Luego de varias semanas de debates y exposiciones, la Comisión de Legislación General emitió hoy tres dictámenes en busca de una nueva ley de alquileres encabezados por el del Frente de Todos (dieciséis firmas), Juntos por el Cambio (catorce firmas) y uno propio de la diputada Graciela Camaño. 

La propuesta del oficialismo mantiene el espíritu de la ley actual, que en sus principales puntos establece una duración de tres años de los contratos, con actualización del precio anual en un promedio que se establece entre el índice de precios al consumidor y el índice RIPTE de variación salarial. Asimismo, el proyecto agrega incentivos para los pequeños propietarios y facilidades para el acceso a garantías de los inquilinos. 

A diferencia de esa iniciativa, Juntos por el Cambio propuso volver al esquema de contratos bianuales, con plazos de actualización semestrales donde el costo lo podrán pactar libremente las partes. Por último, hubo otra iniciativa de la diputada Graciela Camaño, de Identidad Bonaerense, que con una postura intermedia propuso volver a los contratos de dos años y con actualizaciones sin índices prefijados, pero con topes. 

«Hay que mantener un equilibrio entre estado y mercado», dijo el diputado Daniel Arroyo, el primero del oficialismo en exponer durante la reunión de la Comisión.
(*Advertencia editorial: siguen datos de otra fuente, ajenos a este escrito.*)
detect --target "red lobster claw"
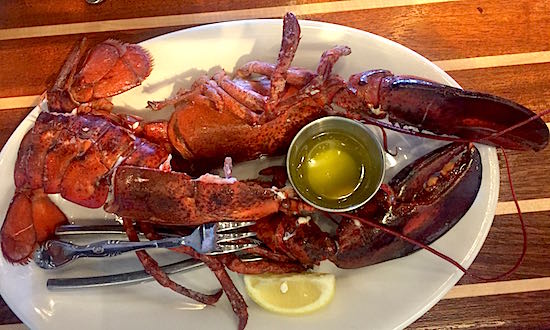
[337,70,549,151]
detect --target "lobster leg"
[266,13,300,113]
[331,144,481,268]
[123,218,222,305]
[136,223,248,330]
[237,61,315,87]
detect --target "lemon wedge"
[244,273,335,315]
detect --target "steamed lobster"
[1,14,549,328]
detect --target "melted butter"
[296,131,378,204]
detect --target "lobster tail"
[0,189,67,263]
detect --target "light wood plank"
[434,51,550,71]
[443,277,550,299]
[495,198,550,215]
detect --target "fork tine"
[217,231,256,243]
[206,244,258,255]
[218,221,255,233]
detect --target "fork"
[33,221,257,269]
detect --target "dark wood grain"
[307,0,550,60]
[498,148,550,202]
[0,0,337,29]
[408,291,550,330]
[0,296,21,324]
[449,63,550,122]
[459,212,550,284]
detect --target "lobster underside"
[106,144,482,273]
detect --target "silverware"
[33,222,257,269]
[46,259,204,290]
[46,255,262,290]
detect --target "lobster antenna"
[484,109,550,142]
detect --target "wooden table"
[0,0,550,330]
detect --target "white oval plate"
[0,20,499,330]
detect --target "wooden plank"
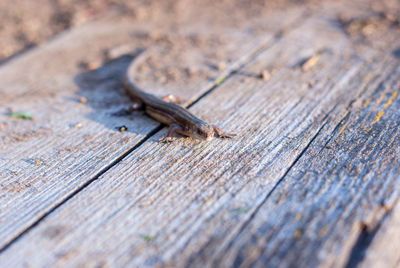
[359,198,400,268]
[0,8,301,248]
[0,2,399,266]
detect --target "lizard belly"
[146,107,175,125]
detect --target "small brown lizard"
[123,50,235,142]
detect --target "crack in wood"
[344,201,394,268]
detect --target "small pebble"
[117,126,128,132]
[79,97,87,103]
[217,61,226,71]
[260,70,271,81]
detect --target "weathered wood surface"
[0,0,400,267]
[0,6,302,248]
[360,202,400,267]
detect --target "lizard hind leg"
[212,125,236,139]
[158,124,186,143]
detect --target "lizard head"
[192,123,214,140]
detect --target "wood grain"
[0,2,400,267]
[360,198,400,267]
[0,7,302,251]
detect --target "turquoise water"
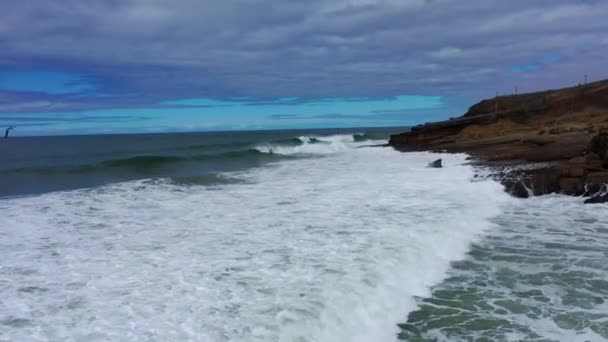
[0,129,608,342]
[400,195,608,342]
[0,128,403,197]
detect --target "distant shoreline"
[389,80,608,200]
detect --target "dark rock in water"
[585,194,608,204]
[559,177,585,195]
[583,183,608,197]
[509,182,530,198]
[428,159,443,168]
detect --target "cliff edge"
[389,80,608,197]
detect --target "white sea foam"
[0,144,510,342]
[255,134,370,155]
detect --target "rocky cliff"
[390,80,608,197]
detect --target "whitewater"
[0,135,509,342]
[0,133,608,342]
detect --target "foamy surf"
[0,143,509,342]
[255,133,376,156]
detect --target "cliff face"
[390,80,608,199]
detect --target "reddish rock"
[587,172,608,184]
[559,177,585,195]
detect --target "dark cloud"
[0,0,608,112]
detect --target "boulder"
[559,177,585,195]
[587,171,608,184]
[585,194,608,204]
[560,166,587,178]
[508,182,531,198]
[427,159,443,168]
[587,131,608,167]
[568,156,587,164]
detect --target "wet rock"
[583,183,608,197]
[588,130,608,167]
[427,159,443,168]
[585,194,608,204]
[568,156,587,164]
[587,171,608,184]
[509,182,531,198]
[559,177,585,195]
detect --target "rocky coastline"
[389,80,608,203]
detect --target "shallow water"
[0,139,508,341]
[0,134,608,342]
[400,195,608,341]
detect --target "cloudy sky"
[0,0,608,135]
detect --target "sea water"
[0,132,608,342]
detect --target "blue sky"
[0,0,608,135]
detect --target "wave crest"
[254,133,370,155]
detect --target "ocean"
[0,128,608,342]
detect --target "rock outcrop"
[389,80,608,201]
[428,159,443,169]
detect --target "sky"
[0,0,608,135]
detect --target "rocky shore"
[389,80,608,203]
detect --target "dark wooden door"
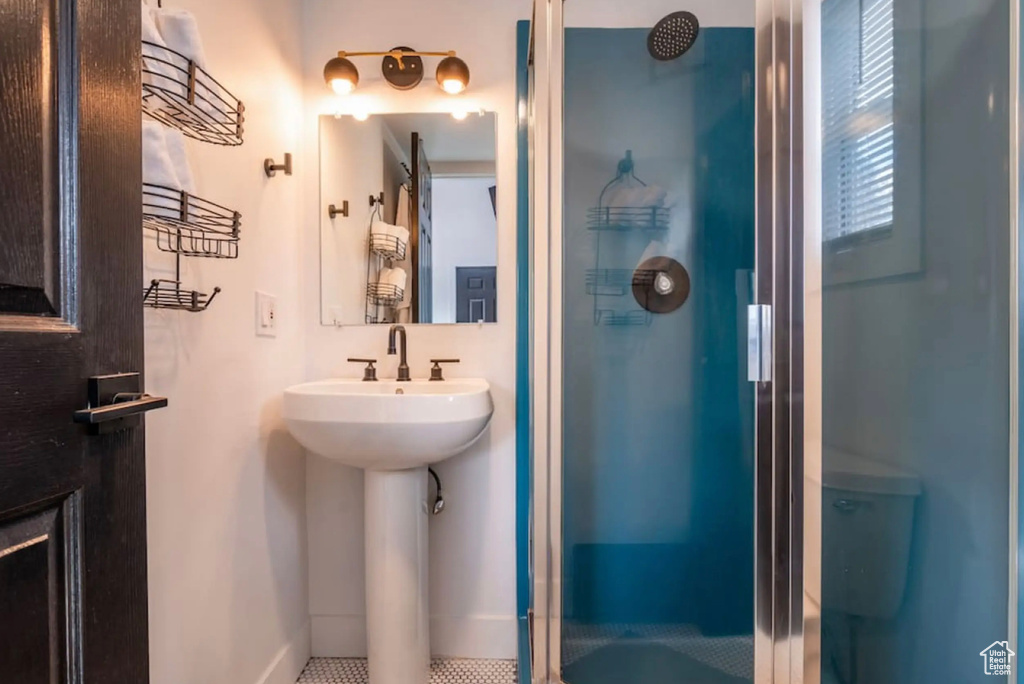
[455,266,498,323]
[0,0,148,684]
[412,133,434,323]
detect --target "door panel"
[455,266,498,323]
[0,0,148,684]
[0,498,81,684]
[0,0,64,315]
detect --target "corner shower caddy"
[586,149,672,327]
[141,18,245,313]
[142,40,246,146]
[365,193,409,324]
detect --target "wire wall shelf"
[142,183,242,259]
[594,309,652,328]
[587,268,633,297]
[587,207,672,232]
[142,41,246,145]
[370,232,409,261]
[586,149,672,328]
[142,279,220,313]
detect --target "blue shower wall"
[563,28,755,634]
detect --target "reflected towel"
[380,268,407,292]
El legislador apoyó la medida que impulsa su bloque, defendió la mantención del plazo de tres años, aunque advirtió que hay que analizar dos cosas centrales de la actualidad: «La primera es que tenemos entre 50 % y 60 % de inflación anual, y ahí radica el problema de la actualización, y la segunda es que Argentina tiene un 45 % de informalidad laboral». Arroyo también apoyó los incentivos fiscales para que más propietarios pongan viviendas en alquiler. 

«Partimos de la idea de que la ley fracasó y no produjo los efectos beneficiosos que se suponía», sostuvo por su parte el diputado de la UCR Fabio Quetglas, quien además defendió la revisión semestral del precio de los alquileres. «En una economía inflacionaria donde los precios se mueven día a día no podemos obligar a los propietarios a hacer una actualización anual», consideró. 

José Luis Gioja, por su parte, defendió la iniciativa del oficialismo y expresó: «El que está arriba siempre se impone sobre quienes están abajo, por eso el Estado debe estar siempre presente para hacer justicia y proteger al que menos tiene». «La actual ley de alquileres ha sido injustamente castigada por intereses de distinto tipo. Esta ley sirve, el problema es que no se ha aplicado», afirmó. 

El proyecto del oficialismo, por otro lado, contará con beneficios fiscales para los propietarios -uno de ellos impulsados por el propio Gioja- y agrega una atribución a la Comisión de Defensa del Consumidor para dirimir conflictos entre las partes. 

«Acceder a una vivienda es un derecho humano que tenemos garantizado por la Constitución, por lo cual tenemos que hablar de la responsabilidad del Estado para su cumplimiento y no dejarlo librado a la mano invisible del mercado, como viene haciéndose 1976», afirmó la diputada oficialista Gisela Marziotta, y añadió: «La ley actual es muy buena, pero no se cumple. El problema es el abuso del mercado inmobiliario respecto de una necesidad tan básica como la vivienda».